4

I need to parse a file in TSV format (tab separated values). I use a regex to break down the file into each line, but I cannot find a satisfying one to parse each line. For now I've come up this:

(?<g>("[^"]+")+|[^\t]+)

But it does not work if an item in the line has more than 2 consecutive double quotes.

Here's how the file is formatted: each element is separated by a tabulation. If an item contains a tab, it is encased with double quotes. If an item contains a double quote, it is doubled. But sometimes an element contains 4 conscutive double quotes, and the above regex splits the element into 2 different ones.

Examples:

item1ok "item""2""oK"

is correctly parsed into 2 elements: item1ok and item"2"ok (after trimming of the unnecessary quotes), but:

item1oK "item""""2oK"

is parsed into 3 elements: item1ok, item and "2ok (after trimming again).

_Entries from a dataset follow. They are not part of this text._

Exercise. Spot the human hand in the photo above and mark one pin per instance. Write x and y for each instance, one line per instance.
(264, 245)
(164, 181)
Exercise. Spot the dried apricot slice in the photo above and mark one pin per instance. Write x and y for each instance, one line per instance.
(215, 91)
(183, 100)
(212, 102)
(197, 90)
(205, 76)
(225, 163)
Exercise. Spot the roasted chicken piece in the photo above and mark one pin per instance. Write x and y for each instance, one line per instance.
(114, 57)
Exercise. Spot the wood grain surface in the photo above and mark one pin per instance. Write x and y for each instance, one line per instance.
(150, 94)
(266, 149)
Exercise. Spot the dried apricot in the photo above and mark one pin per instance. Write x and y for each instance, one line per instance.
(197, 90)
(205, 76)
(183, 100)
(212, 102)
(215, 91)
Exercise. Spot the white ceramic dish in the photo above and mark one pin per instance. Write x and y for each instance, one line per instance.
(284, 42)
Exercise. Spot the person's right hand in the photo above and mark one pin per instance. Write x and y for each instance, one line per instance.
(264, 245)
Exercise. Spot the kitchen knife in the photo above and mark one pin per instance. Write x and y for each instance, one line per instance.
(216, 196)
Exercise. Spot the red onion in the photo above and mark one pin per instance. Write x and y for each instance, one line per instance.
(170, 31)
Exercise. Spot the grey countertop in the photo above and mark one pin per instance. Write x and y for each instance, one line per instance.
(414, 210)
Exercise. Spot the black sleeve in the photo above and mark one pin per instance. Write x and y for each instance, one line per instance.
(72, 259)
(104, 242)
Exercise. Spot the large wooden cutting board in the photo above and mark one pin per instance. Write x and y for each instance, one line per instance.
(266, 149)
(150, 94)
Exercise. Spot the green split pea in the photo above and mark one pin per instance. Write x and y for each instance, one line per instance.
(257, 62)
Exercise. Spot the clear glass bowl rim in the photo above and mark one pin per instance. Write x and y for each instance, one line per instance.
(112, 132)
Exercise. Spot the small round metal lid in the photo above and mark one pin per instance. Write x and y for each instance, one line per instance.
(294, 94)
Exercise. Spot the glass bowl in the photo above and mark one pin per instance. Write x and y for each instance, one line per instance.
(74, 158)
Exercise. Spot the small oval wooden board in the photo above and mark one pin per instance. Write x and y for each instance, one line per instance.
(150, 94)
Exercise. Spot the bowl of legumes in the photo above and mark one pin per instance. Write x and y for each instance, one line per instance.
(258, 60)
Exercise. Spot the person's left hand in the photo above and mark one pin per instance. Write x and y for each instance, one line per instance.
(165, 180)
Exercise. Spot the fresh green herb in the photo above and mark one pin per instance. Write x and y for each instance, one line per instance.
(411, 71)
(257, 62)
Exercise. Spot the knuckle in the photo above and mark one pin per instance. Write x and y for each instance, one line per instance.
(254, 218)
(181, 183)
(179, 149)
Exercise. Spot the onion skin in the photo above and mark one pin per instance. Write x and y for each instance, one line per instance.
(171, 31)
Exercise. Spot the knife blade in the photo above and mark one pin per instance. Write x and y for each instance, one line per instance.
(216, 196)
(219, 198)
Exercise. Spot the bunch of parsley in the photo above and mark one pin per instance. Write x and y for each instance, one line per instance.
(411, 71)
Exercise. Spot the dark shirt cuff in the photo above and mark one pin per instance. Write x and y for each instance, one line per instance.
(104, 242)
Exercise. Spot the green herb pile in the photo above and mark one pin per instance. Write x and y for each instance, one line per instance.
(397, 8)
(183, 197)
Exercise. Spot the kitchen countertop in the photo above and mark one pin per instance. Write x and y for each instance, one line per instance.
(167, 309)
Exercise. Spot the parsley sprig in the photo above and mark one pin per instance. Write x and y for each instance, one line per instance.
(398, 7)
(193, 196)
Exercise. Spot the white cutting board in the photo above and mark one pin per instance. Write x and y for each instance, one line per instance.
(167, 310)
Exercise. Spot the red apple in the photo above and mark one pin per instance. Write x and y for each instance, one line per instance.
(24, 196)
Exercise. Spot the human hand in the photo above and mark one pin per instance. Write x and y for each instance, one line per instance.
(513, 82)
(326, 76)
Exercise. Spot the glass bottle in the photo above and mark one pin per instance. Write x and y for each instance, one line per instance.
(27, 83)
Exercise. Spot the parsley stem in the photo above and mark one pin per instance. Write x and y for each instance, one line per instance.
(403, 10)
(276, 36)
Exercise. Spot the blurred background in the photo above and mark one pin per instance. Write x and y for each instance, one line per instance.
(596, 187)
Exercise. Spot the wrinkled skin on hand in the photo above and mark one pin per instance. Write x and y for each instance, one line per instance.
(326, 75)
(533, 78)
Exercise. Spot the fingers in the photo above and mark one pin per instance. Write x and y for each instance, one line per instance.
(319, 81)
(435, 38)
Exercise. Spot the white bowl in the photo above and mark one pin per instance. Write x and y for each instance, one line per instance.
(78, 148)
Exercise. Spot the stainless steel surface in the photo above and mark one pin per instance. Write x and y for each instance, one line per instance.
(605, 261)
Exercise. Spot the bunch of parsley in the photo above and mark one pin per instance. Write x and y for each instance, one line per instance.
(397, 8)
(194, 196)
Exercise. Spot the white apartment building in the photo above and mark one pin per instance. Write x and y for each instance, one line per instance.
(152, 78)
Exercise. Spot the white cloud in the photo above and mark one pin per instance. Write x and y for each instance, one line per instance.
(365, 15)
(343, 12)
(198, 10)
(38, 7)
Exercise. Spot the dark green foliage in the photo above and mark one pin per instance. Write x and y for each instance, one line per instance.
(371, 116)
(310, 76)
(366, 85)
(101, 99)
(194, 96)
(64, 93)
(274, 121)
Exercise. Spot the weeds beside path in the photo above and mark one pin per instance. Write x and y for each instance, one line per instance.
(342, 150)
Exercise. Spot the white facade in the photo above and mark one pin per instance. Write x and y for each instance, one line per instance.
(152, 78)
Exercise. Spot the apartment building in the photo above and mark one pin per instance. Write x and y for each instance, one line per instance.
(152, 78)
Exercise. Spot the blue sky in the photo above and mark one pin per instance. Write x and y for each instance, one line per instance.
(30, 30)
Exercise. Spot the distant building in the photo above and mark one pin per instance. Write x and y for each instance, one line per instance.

Has anyone an idea how to make the regex fit this case? Or is there another solution to parse TSV simply? (I'm doing this in C#).

Antoine
  • 5,055
  • 11
  • 54
  • 82

3 Answers3

8

You could use the TextFieldParser. This is technically a VB assembly, but you can use it even in C# by referencing the Microsoft.VisualBasic.FileIO assembly.

The example at the link above even shows using it on a tab-separated file.

Adam Neal
  • 2,147
  • 7
  • 24
  • 39
  • 2
    +1 It's part of the .Net framework: it's supported by Microsoft, it doesn't need separate deployment. – MarkJ Mar 09 '10 at 17:47
  • 2
    Just to be awere this is not usable in Dotnet Core and Dotnet Standard due to the VisualBasic code not being open sourced and not being ported.. ever. – Piotr Kula Feb 28 '18 at 09:01
  • @PiotrKula I just create a project in vb.net in .net 6, I am able to use it. – Anirudha Gupta Aug 08 '22 at 03:43
  • Ahh cool in NET 6 it should be fine now because they implemented NetStandard 2.1 for almost all the code base. So that is awesome. Thanks! – Piotr Kula Aug 18 '22 at 08:58
6

Instead of trying to build your own CSV/TSV file parser (or using String.Split), I'd recommend you have a look at "Fast CSV Reader" or "FileHelpers library".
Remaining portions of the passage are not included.